Pages

Wednesday, 19 June 2024

A Private View by Jane Spirit, a glass of the finest champagne

Refreshed by a glass of the excellent champagne reserved for donors, Frederick Longsdale was poised and ready to peruse the exhibition of 1890s photographic prints. He had already walked appreciatively through the newly refurbished galleries of the museum’s permanent collection and hadn’t minded in the least feeling obliged to do that. After all he was still on the board of his old firm whose trustees had contributed a substantial sum to the renovations. Now, duty done, Frederick was particularly looking forward to enjoying a private view of one of the remodelled institution’s inaugural exhibitions, featuring works by the recently rediscovered Victorian photographer, Olivia Stanton. From his little knowledge, Frederick supposed that Stanton’s newly found critical acclaim had been inevitable, given the tendency of museum curators to leave no feminist stone unturned. In any case, Frederick had always loved nineteenth-century photographs. Their subdued tones appealed to him, as did their amalgam of artistic vision and technical expertise in evoking a moment in time. Photographic portraits seemed to him to be akin to the Victorian predilection for netting exotic butterflies and then pinning them in place within some splendid recreation of nature under a glass dome; the dead reharnessed into an eternal purpose. If only, he thought, and laughed at himself a little as he set off to walk through the re-appointed exhibition gallery, aware that he had turned into a sentimental old fool recently. He had spent much of his free time looking obsessively through all the family photos he could gather since his wife had died.

He remembered too how, as a small boy, he had looked through the album that was surely one of his mother’s most treasured possessions, sadly lost somehow in the clearance of her effects. He had been fascinated by its tiny black and white pictures of her as a little girl, pasted alongside slightly fuzzy shots of her and her parents on a day trip, or perhaps a boarding house holiday, somewhere on the south coast not so long after the first world war. He had spent hours with her looking at that album in lieu of playing outside or of re-reading one of the few books in the house then, before his mother insisted to his father that she enrol him at the library when he was about eight. Now he wondered idly whether studying the album with his mother had helped to fashion his ability to remember faces and to be able to attach the right name to them as well. If so, he was grateful to her for encouraging what had turned out to be such a useful skill in his working life. It had set him above others; suggesting an amiability and an interest in people whom he had perhaps only met once before. That, in turn, had allowed him to make deals more easily, to shake on them as if with an old acquaintance, a valued contact.

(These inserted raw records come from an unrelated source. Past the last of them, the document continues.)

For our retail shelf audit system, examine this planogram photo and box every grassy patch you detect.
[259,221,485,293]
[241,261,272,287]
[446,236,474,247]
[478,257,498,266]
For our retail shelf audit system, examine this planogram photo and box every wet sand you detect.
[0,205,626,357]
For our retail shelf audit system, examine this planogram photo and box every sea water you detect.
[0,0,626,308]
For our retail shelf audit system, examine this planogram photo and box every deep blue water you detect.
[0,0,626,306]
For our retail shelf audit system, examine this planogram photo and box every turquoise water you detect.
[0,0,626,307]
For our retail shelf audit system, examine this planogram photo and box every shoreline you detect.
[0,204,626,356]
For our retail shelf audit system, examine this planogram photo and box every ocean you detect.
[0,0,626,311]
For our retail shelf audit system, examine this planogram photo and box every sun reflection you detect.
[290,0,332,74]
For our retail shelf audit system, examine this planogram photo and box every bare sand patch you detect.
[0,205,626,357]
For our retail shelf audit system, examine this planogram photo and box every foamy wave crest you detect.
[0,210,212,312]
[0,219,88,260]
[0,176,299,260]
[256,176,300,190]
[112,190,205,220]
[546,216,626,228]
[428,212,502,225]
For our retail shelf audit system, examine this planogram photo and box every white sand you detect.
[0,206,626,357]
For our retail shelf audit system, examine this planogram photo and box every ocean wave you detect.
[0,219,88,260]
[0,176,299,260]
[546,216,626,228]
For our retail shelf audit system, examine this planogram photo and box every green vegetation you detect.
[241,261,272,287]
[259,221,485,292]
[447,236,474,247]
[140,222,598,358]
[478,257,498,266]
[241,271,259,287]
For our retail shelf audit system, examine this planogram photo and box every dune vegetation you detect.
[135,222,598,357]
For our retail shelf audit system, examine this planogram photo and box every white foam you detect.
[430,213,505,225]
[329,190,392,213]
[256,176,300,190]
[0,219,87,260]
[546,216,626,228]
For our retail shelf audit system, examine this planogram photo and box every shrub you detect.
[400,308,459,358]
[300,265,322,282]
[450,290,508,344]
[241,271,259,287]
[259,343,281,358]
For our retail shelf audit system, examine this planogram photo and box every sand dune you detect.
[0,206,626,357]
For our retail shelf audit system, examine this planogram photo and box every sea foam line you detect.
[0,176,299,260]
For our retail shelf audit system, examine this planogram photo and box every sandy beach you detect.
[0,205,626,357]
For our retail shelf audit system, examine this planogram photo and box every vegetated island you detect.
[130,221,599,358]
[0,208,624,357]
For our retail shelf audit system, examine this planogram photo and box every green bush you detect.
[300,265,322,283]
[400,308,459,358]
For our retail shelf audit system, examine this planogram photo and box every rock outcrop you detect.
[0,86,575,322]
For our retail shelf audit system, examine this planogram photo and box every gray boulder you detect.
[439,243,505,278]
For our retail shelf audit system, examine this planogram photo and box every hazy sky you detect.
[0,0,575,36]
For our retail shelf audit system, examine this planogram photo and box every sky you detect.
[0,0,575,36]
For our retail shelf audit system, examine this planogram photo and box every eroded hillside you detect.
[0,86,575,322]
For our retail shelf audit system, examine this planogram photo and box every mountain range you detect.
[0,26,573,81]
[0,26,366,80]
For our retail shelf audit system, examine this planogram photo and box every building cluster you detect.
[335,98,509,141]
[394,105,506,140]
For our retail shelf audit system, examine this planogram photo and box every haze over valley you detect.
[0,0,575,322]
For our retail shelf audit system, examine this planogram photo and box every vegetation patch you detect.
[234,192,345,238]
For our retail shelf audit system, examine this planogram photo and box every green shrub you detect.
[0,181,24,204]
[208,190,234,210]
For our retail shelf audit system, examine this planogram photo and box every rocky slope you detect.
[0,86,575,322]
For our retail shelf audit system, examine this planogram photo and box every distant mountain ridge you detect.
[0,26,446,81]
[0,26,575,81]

Frederick began to examine Stanton’s black and white photographs with great care. Their themes were somewhat affected, he thought, as he lingered over the details of their dates and titles, many with mythic overtones, mounted next to each image. He smiled at a small cherubic ‘Cupid’, artfully posed with his dark curls tumbling over even darker eyes. The small boy had been photographed holding a little bow firmly in both hands, as if instructed not to drop it, whilst his diminutive quiver of arrows had been captured clearly edging down one shoulder to lie slightly, endearingly, askew. In another image a statuesque girl dressed in a Grecian style dress clutched a pomegranate in a sepia garden. Frederick knew it immediately to be a representation of Proserpine emerging from the dark confines of the underworld. The girl’s serious expression suggested how, amidst the joy of her release, she remained conscious that she would so soon be forced to abandon the brief delights of earthly life to return below yet again. Yes, he thought, these pictures dealt with stories, but also with the actual stuff of life, the nature of love, the sweetness of spring, the awful inevitability of death. That was something his own generation had preferred to gloss over with the advent of technicolour; its brightness and lightness knocking the stuffing out of Victorian gloom. He had grown up in the sixties after all, although in the small, terraced house where he had come of age, there had been no room for swinging of any kind; only the merest hint of a shift towards daylight and a shaking off of the old rigidities, a warming towards colour, movement and the hope of better things to come.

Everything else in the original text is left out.